Using story after story of street abuse and sales, it presents a bleak picture of a drug that has actually done exactly what it is supposed to do when it is provided medically: reduce harm related to opioid misuse.
The Sun seems to see such harm reduction as failure: To the reporters, the existence of any level of misuse is cause for concern, and perhaps, increased regulation. It doesn't much matter whether buprenorphine saves lives, reduces infections and increases functioning - all that counts are that some addicts are still injecting and getting high and some prescriptions are still being sold.

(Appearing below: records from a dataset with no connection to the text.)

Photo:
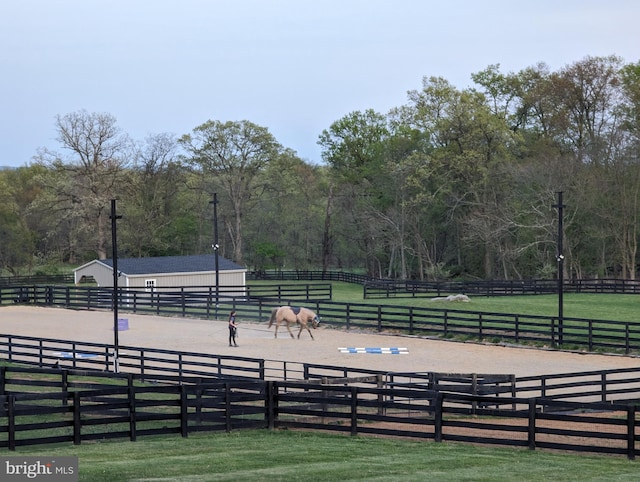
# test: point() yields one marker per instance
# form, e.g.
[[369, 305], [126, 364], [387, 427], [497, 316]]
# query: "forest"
[[454, 184]]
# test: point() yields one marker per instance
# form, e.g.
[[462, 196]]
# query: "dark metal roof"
[[172, 264]]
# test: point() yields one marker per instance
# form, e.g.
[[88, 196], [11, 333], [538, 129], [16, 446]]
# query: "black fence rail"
[[133, 409], [147, 363], [443, 416], [129, 411], [36, 279], [153, 365], [164, 298], [398, 288]]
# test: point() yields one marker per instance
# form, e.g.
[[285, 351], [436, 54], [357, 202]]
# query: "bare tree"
[[83, 183]]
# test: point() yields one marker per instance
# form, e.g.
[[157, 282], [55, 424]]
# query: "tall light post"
[[216, 247], [560, 259], [114, 242]]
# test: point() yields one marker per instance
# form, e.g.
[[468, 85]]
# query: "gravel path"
[[256, 340]]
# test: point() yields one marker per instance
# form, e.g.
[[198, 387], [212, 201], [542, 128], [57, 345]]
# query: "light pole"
[[560, 259], [114, 241], [216, 247]]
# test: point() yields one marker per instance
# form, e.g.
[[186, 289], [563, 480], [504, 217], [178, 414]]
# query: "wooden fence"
[[79, 407], [150, 364], [589, 334]]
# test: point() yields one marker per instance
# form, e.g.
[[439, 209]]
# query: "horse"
[[289, 315]]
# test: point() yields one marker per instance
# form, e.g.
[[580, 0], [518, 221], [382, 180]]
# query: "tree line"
[[456, 183]]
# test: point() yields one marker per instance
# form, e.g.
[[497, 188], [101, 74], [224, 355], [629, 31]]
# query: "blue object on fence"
[[376, 350]]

Former Reason man Mike Riggs at the Atlantic has some data on how many opioid-related drug overdose deaths are happening while the FDA dither over making the lifesaving anti-opioid drug naloxone (a part of suboxone, recall) available over the counter:
More than 300,000 people died from drug poisoning in the U.S. between 1999 and 2009. That first year, opioid analgesics—drugs like methadone, oxycodone, and hydrocodone—were responsible for 21 percent of drug poisoning deaths. By 2009, that number had increased to 42 percent, or 15,597 dead, making prescription painkillers the leading cause of drug-poisoning deaths...
.....over the decade-long period covered in the study, the number of counties that had more than 10 drug-poisoning deaths per 100,000 residents increased from 3 percent to 54 percent, and the drug-poisoning death rate increased 394 percent in rural counties and 279 percent for large central metropolitan counties. The study authors say 90 percent of those deaths were related to prescription drugs, opioids in particular.